Gianaris and fellow Democrat City Council Member Jimmy Van Bramer also said it was “unfathomable” to give Amazon such a big incentive package when “our subways are crumbling, our children lack school seats, and too many of our neighbors lack adequate health care.” Lawmakers opposed to the deal would’ve likely been able to throw up legal and bureaucratic roadblocks in front of Amazon; for example, the Democrat-controlled Public Authorities Control Board requires unanimous approval for some parts of the deal, as noted by The Verge.

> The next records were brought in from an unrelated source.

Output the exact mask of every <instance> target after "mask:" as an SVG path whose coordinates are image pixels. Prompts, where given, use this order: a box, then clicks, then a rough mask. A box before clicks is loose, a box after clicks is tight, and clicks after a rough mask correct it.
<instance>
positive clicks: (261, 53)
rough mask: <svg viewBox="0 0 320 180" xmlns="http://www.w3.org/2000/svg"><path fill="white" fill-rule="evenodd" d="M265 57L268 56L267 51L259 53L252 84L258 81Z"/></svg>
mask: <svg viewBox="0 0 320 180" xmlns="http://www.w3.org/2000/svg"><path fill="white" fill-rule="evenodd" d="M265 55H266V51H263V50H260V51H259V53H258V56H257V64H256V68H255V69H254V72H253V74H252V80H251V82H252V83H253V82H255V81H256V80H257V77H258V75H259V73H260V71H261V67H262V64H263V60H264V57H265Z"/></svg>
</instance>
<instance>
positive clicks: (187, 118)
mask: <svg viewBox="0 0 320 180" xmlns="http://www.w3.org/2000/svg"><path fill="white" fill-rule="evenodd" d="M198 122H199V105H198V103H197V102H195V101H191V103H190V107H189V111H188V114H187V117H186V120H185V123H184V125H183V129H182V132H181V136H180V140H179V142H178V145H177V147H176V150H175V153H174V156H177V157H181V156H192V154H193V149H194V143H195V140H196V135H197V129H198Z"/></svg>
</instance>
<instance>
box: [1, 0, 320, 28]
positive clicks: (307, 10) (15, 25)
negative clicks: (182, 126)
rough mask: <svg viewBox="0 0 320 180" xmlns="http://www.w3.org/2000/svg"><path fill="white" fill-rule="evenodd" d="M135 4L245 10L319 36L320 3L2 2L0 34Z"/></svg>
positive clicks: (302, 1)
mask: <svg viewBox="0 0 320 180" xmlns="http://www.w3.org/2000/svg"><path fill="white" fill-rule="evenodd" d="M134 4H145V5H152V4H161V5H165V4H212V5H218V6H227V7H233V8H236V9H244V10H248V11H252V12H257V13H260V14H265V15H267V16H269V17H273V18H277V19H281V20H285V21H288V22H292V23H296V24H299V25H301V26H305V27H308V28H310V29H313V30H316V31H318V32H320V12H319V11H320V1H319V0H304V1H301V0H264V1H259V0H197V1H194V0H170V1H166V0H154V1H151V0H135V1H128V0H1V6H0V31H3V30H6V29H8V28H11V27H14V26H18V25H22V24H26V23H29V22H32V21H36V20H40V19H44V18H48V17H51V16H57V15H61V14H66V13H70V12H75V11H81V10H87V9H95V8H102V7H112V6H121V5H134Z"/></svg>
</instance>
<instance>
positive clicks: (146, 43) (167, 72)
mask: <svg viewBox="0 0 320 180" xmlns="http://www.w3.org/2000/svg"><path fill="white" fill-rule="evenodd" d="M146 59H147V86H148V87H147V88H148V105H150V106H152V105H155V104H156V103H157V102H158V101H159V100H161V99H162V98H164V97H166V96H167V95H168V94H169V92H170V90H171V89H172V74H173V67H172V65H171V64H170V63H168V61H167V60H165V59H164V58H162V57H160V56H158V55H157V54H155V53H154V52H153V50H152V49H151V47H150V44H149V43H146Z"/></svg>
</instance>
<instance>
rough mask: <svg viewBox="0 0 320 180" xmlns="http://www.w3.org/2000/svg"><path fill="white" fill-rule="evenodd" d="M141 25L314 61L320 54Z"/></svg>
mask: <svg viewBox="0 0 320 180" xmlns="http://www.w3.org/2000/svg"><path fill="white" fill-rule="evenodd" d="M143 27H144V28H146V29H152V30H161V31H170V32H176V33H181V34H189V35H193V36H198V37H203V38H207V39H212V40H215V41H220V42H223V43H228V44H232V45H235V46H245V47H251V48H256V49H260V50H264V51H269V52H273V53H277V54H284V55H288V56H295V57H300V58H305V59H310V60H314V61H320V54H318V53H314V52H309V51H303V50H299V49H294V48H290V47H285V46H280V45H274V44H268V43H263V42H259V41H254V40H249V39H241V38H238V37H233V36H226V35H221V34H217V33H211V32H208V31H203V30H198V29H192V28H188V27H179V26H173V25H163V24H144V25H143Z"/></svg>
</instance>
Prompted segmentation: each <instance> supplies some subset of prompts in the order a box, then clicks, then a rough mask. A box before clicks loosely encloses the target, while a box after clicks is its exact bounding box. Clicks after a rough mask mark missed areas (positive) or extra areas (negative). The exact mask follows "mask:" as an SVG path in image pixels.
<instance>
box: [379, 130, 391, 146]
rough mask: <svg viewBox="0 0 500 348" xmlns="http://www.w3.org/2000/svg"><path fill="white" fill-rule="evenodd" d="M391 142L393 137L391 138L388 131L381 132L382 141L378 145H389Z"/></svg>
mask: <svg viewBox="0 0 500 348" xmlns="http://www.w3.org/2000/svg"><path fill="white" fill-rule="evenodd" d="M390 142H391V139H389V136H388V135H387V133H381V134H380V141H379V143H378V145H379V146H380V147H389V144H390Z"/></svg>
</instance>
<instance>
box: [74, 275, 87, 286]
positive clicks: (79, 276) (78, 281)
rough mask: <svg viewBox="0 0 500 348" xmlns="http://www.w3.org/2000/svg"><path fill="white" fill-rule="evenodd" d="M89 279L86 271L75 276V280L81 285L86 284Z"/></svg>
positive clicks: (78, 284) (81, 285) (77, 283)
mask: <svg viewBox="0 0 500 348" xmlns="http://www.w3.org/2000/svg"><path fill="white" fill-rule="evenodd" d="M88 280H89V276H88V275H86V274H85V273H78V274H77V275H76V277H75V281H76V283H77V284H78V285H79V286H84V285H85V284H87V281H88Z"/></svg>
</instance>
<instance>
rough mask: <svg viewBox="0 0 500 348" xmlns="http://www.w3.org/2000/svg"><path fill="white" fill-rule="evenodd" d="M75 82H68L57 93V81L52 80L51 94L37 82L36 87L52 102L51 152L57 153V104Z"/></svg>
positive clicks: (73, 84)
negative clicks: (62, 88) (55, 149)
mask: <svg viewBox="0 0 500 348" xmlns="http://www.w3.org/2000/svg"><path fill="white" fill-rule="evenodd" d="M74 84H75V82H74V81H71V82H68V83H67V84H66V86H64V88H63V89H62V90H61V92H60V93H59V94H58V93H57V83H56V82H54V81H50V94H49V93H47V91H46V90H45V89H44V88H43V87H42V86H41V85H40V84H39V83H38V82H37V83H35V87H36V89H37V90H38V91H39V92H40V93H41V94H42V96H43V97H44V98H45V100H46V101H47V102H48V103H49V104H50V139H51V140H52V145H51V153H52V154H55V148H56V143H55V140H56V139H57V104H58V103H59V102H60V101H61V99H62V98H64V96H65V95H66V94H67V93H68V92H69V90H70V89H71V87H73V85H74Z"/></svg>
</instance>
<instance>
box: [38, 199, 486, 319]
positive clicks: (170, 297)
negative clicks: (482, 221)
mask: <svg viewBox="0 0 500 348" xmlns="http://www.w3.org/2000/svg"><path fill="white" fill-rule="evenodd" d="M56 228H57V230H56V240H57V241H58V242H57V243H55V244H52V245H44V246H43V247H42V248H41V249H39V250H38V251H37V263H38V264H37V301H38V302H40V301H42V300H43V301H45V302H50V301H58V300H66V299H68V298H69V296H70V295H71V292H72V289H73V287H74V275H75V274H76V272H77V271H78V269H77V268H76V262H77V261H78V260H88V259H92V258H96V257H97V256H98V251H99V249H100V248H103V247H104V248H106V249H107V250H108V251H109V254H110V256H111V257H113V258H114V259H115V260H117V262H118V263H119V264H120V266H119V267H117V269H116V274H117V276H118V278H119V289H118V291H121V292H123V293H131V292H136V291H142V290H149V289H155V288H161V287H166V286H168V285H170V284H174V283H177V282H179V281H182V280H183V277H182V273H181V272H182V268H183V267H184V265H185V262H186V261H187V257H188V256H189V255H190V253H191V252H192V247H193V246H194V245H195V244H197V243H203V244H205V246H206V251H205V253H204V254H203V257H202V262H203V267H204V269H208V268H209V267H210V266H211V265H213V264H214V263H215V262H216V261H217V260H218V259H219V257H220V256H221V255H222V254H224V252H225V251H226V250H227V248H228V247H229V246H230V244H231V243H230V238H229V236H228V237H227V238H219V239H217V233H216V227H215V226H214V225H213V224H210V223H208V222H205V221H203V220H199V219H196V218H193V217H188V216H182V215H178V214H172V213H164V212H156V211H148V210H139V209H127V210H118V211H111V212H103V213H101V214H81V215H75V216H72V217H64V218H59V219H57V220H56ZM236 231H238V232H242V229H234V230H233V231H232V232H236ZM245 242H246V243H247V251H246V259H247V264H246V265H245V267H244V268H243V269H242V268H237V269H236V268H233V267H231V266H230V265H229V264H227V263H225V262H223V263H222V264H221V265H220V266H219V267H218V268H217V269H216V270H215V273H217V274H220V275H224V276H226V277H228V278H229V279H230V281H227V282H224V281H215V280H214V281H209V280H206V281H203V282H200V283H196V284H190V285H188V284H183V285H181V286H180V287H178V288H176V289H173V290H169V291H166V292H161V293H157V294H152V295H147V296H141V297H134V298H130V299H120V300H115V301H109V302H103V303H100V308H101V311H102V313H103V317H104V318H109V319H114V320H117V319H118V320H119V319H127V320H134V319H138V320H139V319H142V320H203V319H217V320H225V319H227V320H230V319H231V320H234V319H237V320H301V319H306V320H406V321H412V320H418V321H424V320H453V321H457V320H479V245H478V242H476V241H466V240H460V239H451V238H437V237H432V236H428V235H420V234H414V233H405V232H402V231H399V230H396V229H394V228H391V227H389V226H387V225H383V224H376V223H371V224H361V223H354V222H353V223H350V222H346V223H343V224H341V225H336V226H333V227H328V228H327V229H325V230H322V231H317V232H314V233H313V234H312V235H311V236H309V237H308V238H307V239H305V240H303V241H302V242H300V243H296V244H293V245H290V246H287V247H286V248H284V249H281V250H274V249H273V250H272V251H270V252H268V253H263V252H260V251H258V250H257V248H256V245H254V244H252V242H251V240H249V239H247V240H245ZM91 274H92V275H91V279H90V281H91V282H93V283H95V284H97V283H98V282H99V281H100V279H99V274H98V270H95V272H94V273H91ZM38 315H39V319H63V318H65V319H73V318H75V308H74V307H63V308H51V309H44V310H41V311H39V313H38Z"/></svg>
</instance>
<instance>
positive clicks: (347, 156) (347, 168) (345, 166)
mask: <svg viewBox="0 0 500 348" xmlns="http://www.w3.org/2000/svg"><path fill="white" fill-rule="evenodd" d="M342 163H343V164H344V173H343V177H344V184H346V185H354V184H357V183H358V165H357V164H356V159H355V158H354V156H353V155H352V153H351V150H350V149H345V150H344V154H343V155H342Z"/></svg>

Still, polling suggests most New Yorkers supported the plan, as Amazon noted Thursday in a statement — it also pinpointed what led the company’s executives from moving forward:
“While polls show that 70 percent of New Yorkers support our plans and investment, a number of state and local politicians have made it clear that they oppose our presence and will not work with us to build the type of relationships that are required to go forward with the project we and many others envisioned in Long Island City.” (To be sure, some polling data showed less support, though still majority support.)
Corporate welfare?
Many Americans believe that spending taxpayer money on corporate investment will only benefit the rich, as Ari Ginsberg, professor of entrepreneurship and management at New York University’s Stern School of Business, wrote in an opinion piece for The Hill.
“… government officials seeking to make deals based on economic cost-benefit analysis need to start realizing that there is more than just a bottom line,” Ginsberg wrote. “They must recognize that public unease is stemming from the perception that economic growth primarily benefits the wealthiest segments of society while marginalizing the disadvantaged.”
The precise effects of corporate subsidies are unique to each deal, but it’s worth noting that even when government deals help lead Amazon to create thousands of jobs in a given location, those jobs typically aren’t lucrative, and they often come at the cost of thousands more lost retail jobs.
It’s thanks in part to patterns like these that some Wisconsinites are opposed to the shaky Foxconn deal for Milwaukee, in which the tech giant would receive some $4.1 billion in state subsidies for investing $10 billion in a manufacturing plant that it said would create 13,000 jobs. But over the past year Foxconn has seemed to scale back its promises on investing in the state, causing many taxpayers to worry they’d never see a return on their $1,774-per-household investment.
Some say the cost of each job created by the deal is simply too high.
“Realistically, the payback period for a $100,000 per job deal is not 20 years, not 42 years, but somewhere between hundreds of years and never,” wrote Jeffrey Dorfman, an economics professor at the University of Georgia, for Forbes. “At $230,000 [or more] per job, there is no hope of recapturing the state funds spent.”